Exploiting equations \eqref{invthm} and \eqref{survtime} we are able to simulate the _event_ times $T_{ij}$. Then, we generate the _censoring_ times according to a Normal distribution with standard deviation equal to one, independently from the $T_{ij}$. The censoring scheme is reproduced according to @wan2017simulating so that $cens_{perc}$ of the simulated times are censored.

Finally, we obtain the status variable as: $\delta_{ij} = \mathbf{1}_{(T_{ij}^* \leq C_{ij} )}$.

The package includes two general choices of baseline survival function:

* `sim_weibdf`, a parametric baseline, specifically a Weibull distribution characterised by two parameters $\lambda$ and $\rho$, with cumulative hazard function $\Lambda_0(t) = \lambda \cdot t^{\rho}$.

* `sim_npdf`, a generic baseline, where the user can supply $\Lambda_0^{-1}$ as an R function of time. 

In the first case, equation \eqref{survtime} becomes:
\begin{equation}
T_{ij} = \left(\frac{-\log(U_{ij})}{w_k \cdot \lambda \exp\{\bX_{ij}^T \beta\}}\right)^{1/\rho}
\end{equation}

## Example: Weibull baseline hazard 

In the following example we simulate data with a Weibull baseline. 
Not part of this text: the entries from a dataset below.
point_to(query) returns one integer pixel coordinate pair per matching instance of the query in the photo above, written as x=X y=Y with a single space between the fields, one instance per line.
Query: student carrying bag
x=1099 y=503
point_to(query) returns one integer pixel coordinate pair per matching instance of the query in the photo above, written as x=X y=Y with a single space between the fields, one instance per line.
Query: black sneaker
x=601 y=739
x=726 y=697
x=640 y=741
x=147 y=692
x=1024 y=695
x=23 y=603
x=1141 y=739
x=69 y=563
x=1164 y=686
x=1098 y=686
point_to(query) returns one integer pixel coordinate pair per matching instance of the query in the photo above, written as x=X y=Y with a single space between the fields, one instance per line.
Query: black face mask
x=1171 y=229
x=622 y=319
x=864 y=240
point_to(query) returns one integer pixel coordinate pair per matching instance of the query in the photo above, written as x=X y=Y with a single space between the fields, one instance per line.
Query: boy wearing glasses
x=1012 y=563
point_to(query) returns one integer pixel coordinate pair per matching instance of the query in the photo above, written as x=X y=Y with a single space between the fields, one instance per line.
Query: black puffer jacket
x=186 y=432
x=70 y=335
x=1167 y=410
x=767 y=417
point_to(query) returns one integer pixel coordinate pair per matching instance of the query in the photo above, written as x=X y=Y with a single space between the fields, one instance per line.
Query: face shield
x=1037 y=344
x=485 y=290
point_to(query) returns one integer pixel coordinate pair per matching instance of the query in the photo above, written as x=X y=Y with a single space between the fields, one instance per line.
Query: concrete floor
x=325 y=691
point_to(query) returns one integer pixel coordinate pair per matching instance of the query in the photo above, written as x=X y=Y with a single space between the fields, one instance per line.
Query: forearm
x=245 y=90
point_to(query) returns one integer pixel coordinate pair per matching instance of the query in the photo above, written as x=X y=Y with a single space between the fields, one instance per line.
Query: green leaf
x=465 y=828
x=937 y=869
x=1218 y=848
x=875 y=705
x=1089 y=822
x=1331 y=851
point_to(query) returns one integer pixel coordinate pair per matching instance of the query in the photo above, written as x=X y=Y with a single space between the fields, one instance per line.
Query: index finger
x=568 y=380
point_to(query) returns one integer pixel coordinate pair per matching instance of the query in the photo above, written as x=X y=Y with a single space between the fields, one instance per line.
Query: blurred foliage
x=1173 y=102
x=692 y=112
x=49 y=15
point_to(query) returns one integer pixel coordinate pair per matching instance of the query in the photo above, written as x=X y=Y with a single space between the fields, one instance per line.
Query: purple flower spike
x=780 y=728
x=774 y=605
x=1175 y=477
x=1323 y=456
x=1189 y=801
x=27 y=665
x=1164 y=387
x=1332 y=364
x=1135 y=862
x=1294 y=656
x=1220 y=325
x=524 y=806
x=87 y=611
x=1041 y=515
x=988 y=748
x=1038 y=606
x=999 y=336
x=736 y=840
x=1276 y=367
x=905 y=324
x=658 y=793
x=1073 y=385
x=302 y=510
```{r simweibdata, fig.align='center', fig.height=4, fig.width=4}
library( discfrail )
J <- 100      # total number of groups 
N <- 40       # number of units per group
lambda <- 0.5 # Weibull scale parameter 
rho <- 1.4    # Weibull shape parameter 
beta <- c( 1.6, 0.4 ) # log hazard ratios for covariates 
p <- c( 0.7, 0.3 )    # mixing proportions
w_values <- c( 1.2, 2.1 ) # frailty values 
cens_perc <- 0.1  # percentage of censored events
set.seed(1200)
data_weib <- sim_weibdf( J, N, lambda, rho, beta, p, w_values, cens_perc)
head( data_weib )
```

The simulated data object contains components that include 

* `family`, the group indicator.  In this case there are 40 individuals in each simulated group, and this can be checked here with `table(data_weib$family)`.

* `status`: the survival status $\delta_{ij}$.  Here we can check the proportion of censored events: 

```{r}
table(data_weib$status) / sum(table(data_weib$status))
```

* `belong`: $\textbf{w}$ the frailty values.  Here we can check that the proportion of groups belonging to each latent population agrees with the values we specified for `p`:

```{r}
table(data_weib$belong) / sum(table(data_weib$belong))
```

We can visualize the simulated group-specific survivor curves by Kaplan-Meier estimation, as follows.  The curves are coloured according to the latent population to which each group belongs. 

```{r visweibdata_weibcluster, fig.align='center', fig.height=5, fig.width=5}
fit1 <- coxph( Surv( time, status ) ~ family, data_weib, method = 'breslow')
sfit1 <- survfit(Surv( time, status ) ~ family, data_weib) 
lat_pop = rep( 2, J )
lat_pop[ which( data_weib$belong[ seq( 1, dim(data_weib)[1], N ) ] %in%
                  w_values[2]) ] = 1
plot( sfit1, col = lat_pop, xlab = 'time', ylab = 'Survival probability',
      lwd = 1.5 )
legend( 'topright', paste('Latent population', 1:2), col = 2:1,
        lty = rep(1,2), lwd = 1.5, bty = 'n' )
```
This illustrates the substantial heterogeneity between groups.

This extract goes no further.